– Американцы проектировали.
Михаил на мгновение задумался, потом оглянулся на сквер‑пустырь, на Кремль и громко рассмеялся. Потом опять достал фляжку и начал пить из нее большими глотками, сильно задрав голову. Кадык часто ходил вверх вниз, а седые длинные и еще густые волосы трепал ветер. Он допил фляжку до дна и вытер губы рукавом пиджака.
– А в кино говорят, что сила в правде, – сказал Вахромеев, улыбнувшись.
– В кино может быть. А здесь, – Калган поморщился то ли от крепкого коньяка, то ли от мыслей, – здесь правда твоя никому не нужна. Правду никто не любит. Люди ее боятся больше всего на свете. Если бы юродивого Василия Блаженного, – Калган показал на Покровский собор, – царь Иван Грозный не защищал, то его бы тогда на Красной площади лавочники камнями бы забили, как бешеную собаку. Попробуй сейчас вот здесь на набережной сказать людям правду о них самих… Да тебя через пять минут утопят в реке и вздохнут с облегчением. А потом спрячут друг от друга глаза и дальше пойдут. Обманывать друг друга дальше. Кто по мелочи, кто по‑крупному – весь мир на лжи держится. От правды он рассыплется.
– А нужен ли такой мир?
– Нужен, не нужен, а другим он быть не может. Но если ты не слепой и правды не боишься, то ты ее сам найдешь. На месте России пустырь и мосты в никуда… Кто‑то очень любит символы. Иосиф Виссарионович с такими проектировщиками быстро бы разобрался. Он семинаристом был. Поэтому в символах и знаках хорошо разбирался. Но и у него сил маловато оказалось. Поэтому и помер в собственной блевотине. Вот такие дела, Сергей Андреевич.
Они вернулись на набережную и Вахромеев, думая о чем‑то другом, спросил:
– А почему ты так много пьешь?
– Железные гвозди, забитые в юности в мою голову, как арматура долго скрепляли мою жизнь и наполняли ее каким‑то смыслом. Теперь они проржавели и вывалились. И вся конструкция развалилась.
– А водка склеивает опять?
– Водка наполняет новыми иллюзиями, но так как дырок теперь в голове много, то надо постоянно подливать.
Михаил Калган засмеялся и Вахромеев вспомнил его молодым влюбленным курсантом, который лазил через забор части на свидание к своей невесте, а потом по три дня сидел на губе. Они остановились. Калган обернулся на высотку, грустно улыбнулся и, глядя на реку, произнес:
– Знаешь, мне последнее время такие сны красивые снятся, какие‑то фантастические. По утрам просыпаться не хочется. Про золотой город и животных невиданной красы. Помнишь, как в песне…

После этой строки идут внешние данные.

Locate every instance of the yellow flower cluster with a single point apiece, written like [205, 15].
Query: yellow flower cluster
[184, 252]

– А в небе голубом, горит одна звезда…
– Кстати о небе, – перебил Вахромеева Калган. – Ты ведь прав. Скоро каждый лично перед Богом будет отчитываться. Ему не скажешь: «Я как все… а вот Петя из соседнего двора яблоки воровал…» Не прокатят такие оправдания. Поэтому не дам я им опять засучить рукава. Слишком много желающих опять появилось за счет наших проблем себе красивую жизнь устроить. С помощью красивых обещаний людей взбаламутить и опять все здесь до основания разнести. Поджигать – не тушить. Не выйдет. Кончилось их время. Но если я отвечаю за всю эту хрень, значит, я и командую. Будем восстанавливать империю.